Grundprinzip der Konditionalis-Intonation
Bei Konditionalsätzen mit if gilt in der Regel:
- Der if-Nebensatz endet mit einer leicht ansteigenden Intonation (wenn er zuerst kommt)
- Der Hauptsatz fällt in der Intonation ab
- Steht der Hauptsatz zuerst, gibt es oft keine spezielle Intonation beim if-Satz
Null-Konditionalis (Allgemeine Wahrheiten)
Beide Satzteile stehen im Präsens und drücken allgemeine Wahrheiten aus.

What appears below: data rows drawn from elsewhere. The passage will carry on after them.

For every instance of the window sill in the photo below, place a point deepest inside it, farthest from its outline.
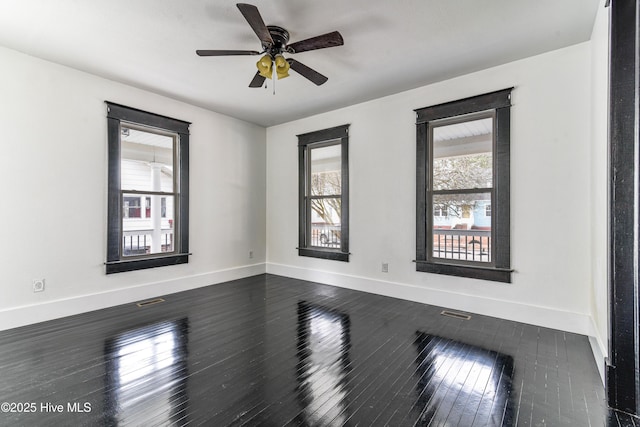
(324, 254)
(144, 263)
(494, 274)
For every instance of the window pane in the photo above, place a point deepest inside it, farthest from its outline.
(146, 161)
(461, 228)
(147, 234)
(462, 155)
(325, 222)
(326, 170)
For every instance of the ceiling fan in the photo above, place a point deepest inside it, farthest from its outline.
(274, 41)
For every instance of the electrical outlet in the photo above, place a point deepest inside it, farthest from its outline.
(38, 285)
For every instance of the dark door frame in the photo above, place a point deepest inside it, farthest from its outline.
(623, 365)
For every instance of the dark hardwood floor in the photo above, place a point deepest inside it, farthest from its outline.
(273, 351)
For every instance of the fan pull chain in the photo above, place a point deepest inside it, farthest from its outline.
(273, 78)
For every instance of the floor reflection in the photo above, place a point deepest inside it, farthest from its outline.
(147, 374)
(462, 382)
(323, 365)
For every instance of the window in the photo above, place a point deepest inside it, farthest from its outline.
(147, 190)
(324, 194)
(463, 179)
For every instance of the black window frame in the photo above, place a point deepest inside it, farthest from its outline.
(116, 116)
(497, 103)
(306, 142)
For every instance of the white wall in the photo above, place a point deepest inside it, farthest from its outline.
(599, 176)
(53, 170)
(550, 196)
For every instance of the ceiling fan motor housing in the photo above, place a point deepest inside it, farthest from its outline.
(280, 38)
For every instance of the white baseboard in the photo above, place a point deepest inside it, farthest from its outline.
(534, 315)
(599, 351)
(35, 313)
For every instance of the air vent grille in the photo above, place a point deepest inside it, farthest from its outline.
(149, 302)
(461, 316)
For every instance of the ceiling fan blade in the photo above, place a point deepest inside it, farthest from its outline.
(307, 72)
(226, 52)
(252, 15)
(257, 81)
(318, 42)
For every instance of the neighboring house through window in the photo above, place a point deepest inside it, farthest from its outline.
(462, 174)
(148, 190)
(324, 194)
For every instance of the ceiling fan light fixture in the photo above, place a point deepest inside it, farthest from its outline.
(264, 66)
(282, 67)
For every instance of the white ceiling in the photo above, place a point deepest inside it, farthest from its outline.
(390, 46)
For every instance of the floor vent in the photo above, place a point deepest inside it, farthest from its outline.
(456, 315)
(150, 302)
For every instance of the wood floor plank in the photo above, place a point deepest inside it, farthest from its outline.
(274, 351)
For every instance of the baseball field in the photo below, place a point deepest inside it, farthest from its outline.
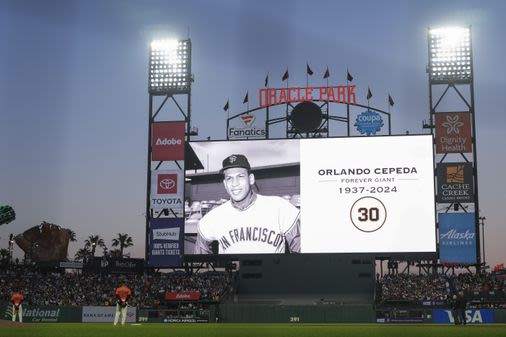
(249, 330)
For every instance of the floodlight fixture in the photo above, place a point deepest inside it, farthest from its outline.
(170, 67)
(450, 55)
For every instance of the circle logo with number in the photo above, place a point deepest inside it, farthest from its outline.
(368, 214)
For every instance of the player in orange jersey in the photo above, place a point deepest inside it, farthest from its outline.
(123, 293)
(17, 308)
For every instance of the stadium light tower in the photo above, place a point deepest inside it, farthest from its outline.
(451, 67)
(450, 54)
(169, 76)
(170, 67)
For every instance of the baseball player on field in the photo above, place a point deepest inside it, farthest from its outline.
(249, 223)
(123, 293)
(17, 308)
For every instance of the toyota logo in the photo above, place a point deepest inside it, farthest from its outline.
(167, 183)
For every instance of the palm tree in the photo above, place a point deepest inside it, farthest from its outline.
(82, 254)
(4, 254)
(92, 242)
(72, 235)
(123, 241)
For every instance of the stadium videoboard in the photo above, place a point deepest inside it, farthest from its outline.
(318, 195)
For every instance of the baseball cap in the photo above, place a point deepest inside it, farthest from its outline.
(235, 160)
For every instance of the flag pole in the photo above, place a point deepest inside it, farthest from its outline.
(347, 102)
(267, 101)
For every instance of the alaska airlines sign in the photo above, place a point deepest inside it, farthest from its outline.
(336, 94)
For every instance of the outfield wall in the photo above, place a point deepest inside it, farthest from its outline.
(255, 313)
(264, 313)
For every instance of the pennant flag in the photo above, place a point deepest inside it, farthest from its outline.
(327, 73)
(348, 76)
(285, 76)
(309, 70)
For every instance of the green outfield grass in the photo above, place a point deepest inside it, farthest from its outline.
(250, 330)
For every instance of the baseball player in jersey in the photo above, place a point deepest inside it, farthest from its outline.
(17, 308)
(249, 223)
(123, 293)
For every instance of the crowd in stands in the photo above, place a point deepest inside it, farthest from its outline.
(437, 287)
(77, 289)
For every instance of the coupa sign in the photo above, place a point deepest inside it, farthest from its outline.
(369, 122)
(472, 316)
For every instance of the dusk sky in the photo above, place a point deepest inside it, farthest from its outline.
(74, 99)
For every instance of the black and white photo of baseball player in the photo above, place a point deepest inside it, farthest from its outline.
(248, 223)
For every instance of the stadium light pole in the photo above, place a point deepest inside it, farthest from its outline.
(451, 64)
(169, 75)
(482, 220)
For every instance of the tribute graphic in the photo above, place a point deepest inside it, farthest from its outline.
(355, 196)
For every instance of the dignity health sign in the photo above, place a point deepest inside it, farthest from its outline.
(457, 238)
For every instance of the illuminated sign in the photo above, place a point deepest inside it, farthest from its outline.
(167, 142)
(336, 94)
(248, 131)
(166, 189)
(454, 182)
(354, 196)
(369, 122)
(453, 132)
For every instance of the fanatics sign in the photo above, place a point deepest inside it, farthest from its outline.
(168, 141)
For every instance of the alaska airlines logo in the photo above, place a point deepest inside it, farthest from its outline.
(453, 124)
(453, 234)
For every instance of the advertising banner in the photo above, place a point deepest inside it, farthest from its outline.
(166, 242)
(248, 129)
(369, 122)
(454, 182)
(182, 296)
(457, 238)
(472, 316)
(349, 195)
(453, 132)
(45, 314)
(167, 187)
(95, 314)
(168, 140)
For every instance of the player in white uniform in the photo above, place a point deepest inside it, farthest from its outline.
(249, 223)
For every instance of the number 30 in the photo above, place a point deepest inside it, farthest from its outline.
(368, 214)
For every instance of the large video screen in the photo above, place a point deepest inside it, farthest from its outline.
(318, 195)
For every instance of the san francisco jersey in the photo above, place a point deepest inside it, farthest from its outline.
(259, 229)
(17, 298)
(123, 293)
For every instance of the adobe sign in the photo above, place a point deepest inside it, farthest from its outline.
(167, 142)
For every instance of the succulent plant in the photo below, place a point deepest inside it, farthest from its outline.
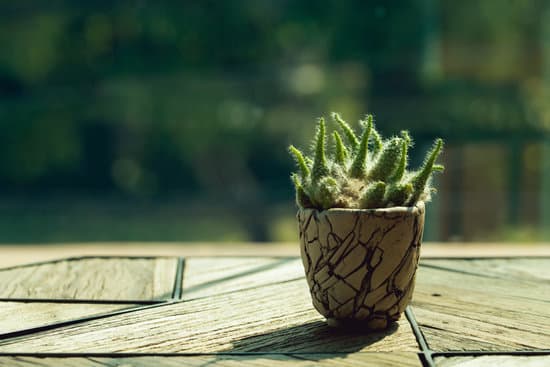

Erster Konditionalis (Reale Möglichkeit)
Drückt mögliche zukünftige Ereignisse aus: if + Präsens, will + Infinitiv.
Zweiter Konditionalis (Hypothetische Situation)
Drückt unwahrscheinliche oder hypothetische Situationen aus: if + Präteritum, would + Infinitiv.
Dritter Konditionalis (Irreales Vergangenes)
Drückt nicht realisierte Vergangenheitssituationen aus: if + Plusquamperfekt, would have + Partizip II.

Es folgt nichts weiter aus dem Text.